2. Zhao et al., 2021 — "Calibrate Before Use: Improving Few-Shot Performance of Language Models"

   • Demonstrates systematic biases based on prompt framing, example order, and surface features
   • Directly supports our finding that hint position affects accuracy

3. Turpin et al., 2024 — "Chain-of-Thought Reasoning is Unfaithful"

   • Shows stated reasoning in CoT doesn't always reflect actual causal process
   • Models confabulate reasoning post-hoc
   • Core support for our "rationalizing not reasoning" thesis

4. Perez et al., 2022 — "Discovering Language Model Behaviors with Model-Written Evaluations" (Anthropic)
   • Documents sycophancy: models change answers when users push back, even if original was correct
   • Related to our authority bias / incorrect hint susceptibility findings

5. Liu et al., 2023 — "Lost in the Middle: How Language Models Use Long Contexts"
   • Models over-weight information at beginning and end of context
   • Directly supports our hypothesis that hints-before have disproportionate influence

6. Wei et al., 2022 — "Chain-of-Thought Prompting Elicits Reasoning in Large Language Models"

   • Establishes CoT as reasoning evaluation method
   • Our work critiques what CoT actually measures

7. Chollet, 2019 — "On the Measure of Intelligence" (ARC Prize framing)

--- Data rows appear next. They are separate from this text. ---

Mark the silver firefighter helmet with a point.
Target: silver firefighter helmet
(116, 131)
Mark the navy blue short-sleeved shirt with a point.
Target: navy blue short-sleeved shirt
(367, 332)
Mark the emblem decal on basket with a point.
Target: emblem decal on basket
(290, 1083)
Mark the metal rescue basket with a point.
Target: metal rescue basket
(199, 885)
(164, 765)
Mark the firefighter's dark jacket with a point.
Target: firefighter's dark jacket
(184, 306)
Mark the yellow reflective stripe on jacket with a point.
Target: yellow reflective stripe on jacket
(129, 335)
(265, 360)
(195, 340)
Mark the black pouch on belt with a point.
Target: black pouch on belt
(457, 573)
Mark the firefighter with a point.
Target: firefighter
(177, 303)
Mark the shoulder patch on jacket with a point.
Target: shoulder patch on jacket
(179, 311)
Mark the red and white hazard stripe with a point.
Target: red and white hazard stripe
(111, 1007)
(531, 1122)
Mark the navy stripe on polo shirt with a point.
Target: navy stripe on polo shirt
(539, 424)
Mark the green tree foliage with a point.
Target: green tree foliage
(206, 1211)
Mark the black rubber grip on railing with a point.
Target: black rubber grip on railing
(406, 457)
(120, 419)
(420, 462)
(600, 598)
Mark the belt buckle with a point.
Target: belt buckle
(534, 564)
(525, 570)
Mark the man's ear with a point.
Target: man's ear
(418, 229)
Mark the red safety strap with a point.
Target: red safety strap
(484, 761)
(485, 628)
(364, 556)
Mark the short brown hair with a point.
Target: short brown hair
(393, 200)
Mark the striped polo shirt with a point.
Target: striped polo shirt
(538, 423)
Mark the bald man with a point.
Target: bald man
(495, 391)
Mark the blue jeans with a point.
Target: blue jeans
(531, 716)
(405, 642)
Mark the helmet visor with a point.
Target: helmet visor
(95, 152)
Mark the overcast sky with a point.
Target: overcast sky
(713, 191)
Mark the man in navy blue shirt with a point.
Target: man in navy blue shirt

   • Argues current benchmarks don't measure true reasoning/generalization
   • Philosophical foundation for our benchmark critique

If you use this research, please cite:

@article{reasoning-rationalizing-2024,
  title={Reasoning or Rationalizing? Testing Model Robustness Against Misleading Information},
  author={[Nour Desouki},
  year={2026},
  journal={arXiv preprint}
}

We welcome contributions! Areas of interest:

• Additional model evaluations
• New question domains
• Statistical analysis improvements
• Visualization enhancements

1. Sample Size: 120 questions provide strong signal but larger dataset would increase confidence
2. Model Selection: Two models tested; generalization needs broader coverage
3. Hint Quality: Hand-crafted hints; systematic generation could be more rigorous
4. English Only: Multilingual evaluation could reveal language-specific effects

Autoregressive LLMs lack robustness against misleading information. The sequential generation architecture creates fundamental vulnerabilities where models fail to maintain correct reasoning when exposed to incorrect hints, especially when that misinformation appears early. This robustness failure isn't a training issue to be fixed; it's a fundamental architectural limitation that must be understood and mitigated in deployment.

This research reveals that our most advanced language models can be derailed by the simple act of putting misleading information in the wrong place—a vulnerability that no benchmark currently measures.